Guardate un uomo, la cui casa cade in rovina; egli I' ha demolita per fabbricarsene un'altra. Le macerie sono sparse sul suo campo, ed aspetta nuove pietre per il nuovo edificio. Mentre si appresta a squadrare i suoi conci e a fare il cemento - in maniche di camicia e la zappa in mano - si viene a dirgli che le pietre mancano, gli si consiglia di rimettere a nuovo le vecchie pietre per la nuova fabbrica. Che volete che faccia, se non vuol saperne delle vecchie pietre per il suo nido ? Ma la cava é profonda e gli strumenti son troppo deboli per estrarne le pietre nuove. « Pazienza, gli si dice, le caveremo a poco a poco : sperate, lavorate, andate avanti, poi indietro.... ». Che cosa non gli si dice? E frattanto, costui che non ha più la sua vecchia casa e non ha ancora la nuova, non sa come ripararsi dalla pioggia, né come preparare il pasto della sera, ne dove lavorare, né dove riposare, né dove vivere, né dove morire; ed ha i bambini appena nati.

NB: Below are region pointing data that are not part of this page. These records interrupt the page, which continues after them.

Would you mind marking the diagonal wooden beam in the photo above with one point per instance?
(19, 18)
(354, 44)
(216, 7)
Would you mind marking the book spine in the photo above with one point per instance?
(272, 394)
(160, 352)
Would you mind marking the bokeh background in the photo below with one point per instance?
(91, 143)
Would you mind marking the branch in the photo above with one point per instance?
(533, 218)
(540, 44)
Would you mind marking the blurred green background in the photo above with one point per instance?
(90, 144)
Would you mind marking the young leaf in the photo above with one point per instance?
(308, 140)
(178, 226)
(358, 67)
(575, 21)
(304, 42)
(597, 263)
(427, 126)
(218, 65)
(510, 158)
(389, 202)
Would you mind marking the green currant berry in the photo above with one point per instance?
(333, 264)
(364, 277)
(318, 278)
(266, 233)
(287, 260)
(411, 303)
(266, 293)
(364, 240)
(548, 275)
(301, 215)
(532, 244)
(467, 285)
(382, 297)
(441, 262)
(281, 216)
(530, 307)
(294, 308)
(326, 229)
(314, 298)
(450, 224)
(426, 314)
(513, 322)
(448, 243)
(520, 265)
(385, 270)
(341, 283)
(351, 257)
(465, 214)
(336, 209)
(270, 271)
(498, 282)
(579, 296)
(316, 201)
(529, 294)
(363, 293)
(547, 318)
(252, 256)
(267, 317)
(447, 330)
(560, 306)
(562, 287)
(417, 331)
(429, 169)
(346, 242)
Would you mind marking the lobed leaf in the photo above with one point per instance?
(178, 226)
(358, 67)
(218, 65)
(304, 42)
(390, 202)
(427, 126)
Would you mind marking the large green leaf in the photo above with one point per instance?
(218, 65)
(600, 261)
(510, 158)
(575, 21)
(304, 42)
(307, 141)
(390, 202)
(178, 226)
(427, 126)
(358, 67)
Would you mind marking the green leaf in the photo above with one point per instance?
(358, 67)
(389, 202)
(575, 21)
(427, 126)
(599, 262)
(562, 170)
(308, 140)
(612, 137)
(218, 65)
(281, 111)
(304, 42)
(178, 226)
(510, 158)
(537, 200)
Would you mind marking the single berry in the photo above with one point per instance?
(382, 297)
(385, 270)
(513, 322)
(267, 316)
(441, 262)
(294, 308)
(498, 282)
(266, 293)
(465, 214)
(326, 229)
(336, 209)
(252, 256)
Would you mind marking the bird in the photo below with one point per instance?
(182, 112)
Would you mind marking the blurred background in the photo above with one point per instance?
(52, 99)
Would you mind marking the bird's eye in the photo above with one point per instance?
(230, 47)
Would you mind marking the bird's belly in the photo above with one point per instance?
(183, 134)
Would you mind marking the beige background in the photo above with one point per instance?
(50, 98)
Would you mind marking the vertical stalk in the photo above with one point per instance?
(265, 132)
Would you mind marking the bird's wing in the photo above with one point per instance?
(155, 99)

O mi sbaglio in modo strano, o noi somigliamo a quell'uomo. Popoli dei futuri secoli, quando in una calda giornata d'estate sarete curvi sui vostri aratri nei verdeggianti campi della patria; quando vedrete, sotto il sole puro e senza macchia, la terra, madre feconda, sorridere nella sua veste mattutina al lavoratore, suo figlio prediletto; quando, asciugato sulla fronte tranquilla il santo battesimo del sudore, volgerete il vostro sguardo intorno all' immenso orizzonte, dove non vi sarà più una spiga più alta dell'altra fra la messi umana, ma solo fiordalisi e margherite in mezzo alle spighe verdeggianti, o uomini liberi, allora, quando ringrazierete Iddio di essere nati per quella raccolta, pensate a noi che non saremo più; riconoscete che noi abbiamo pagato ben caro il riposo che voi godete; compiangete noi più di tutti i vostri padri, perché noi soffriamo molto di quei mali che li rendevano degni dì compianto e abbiamo perduto tutto ciò che li consolava.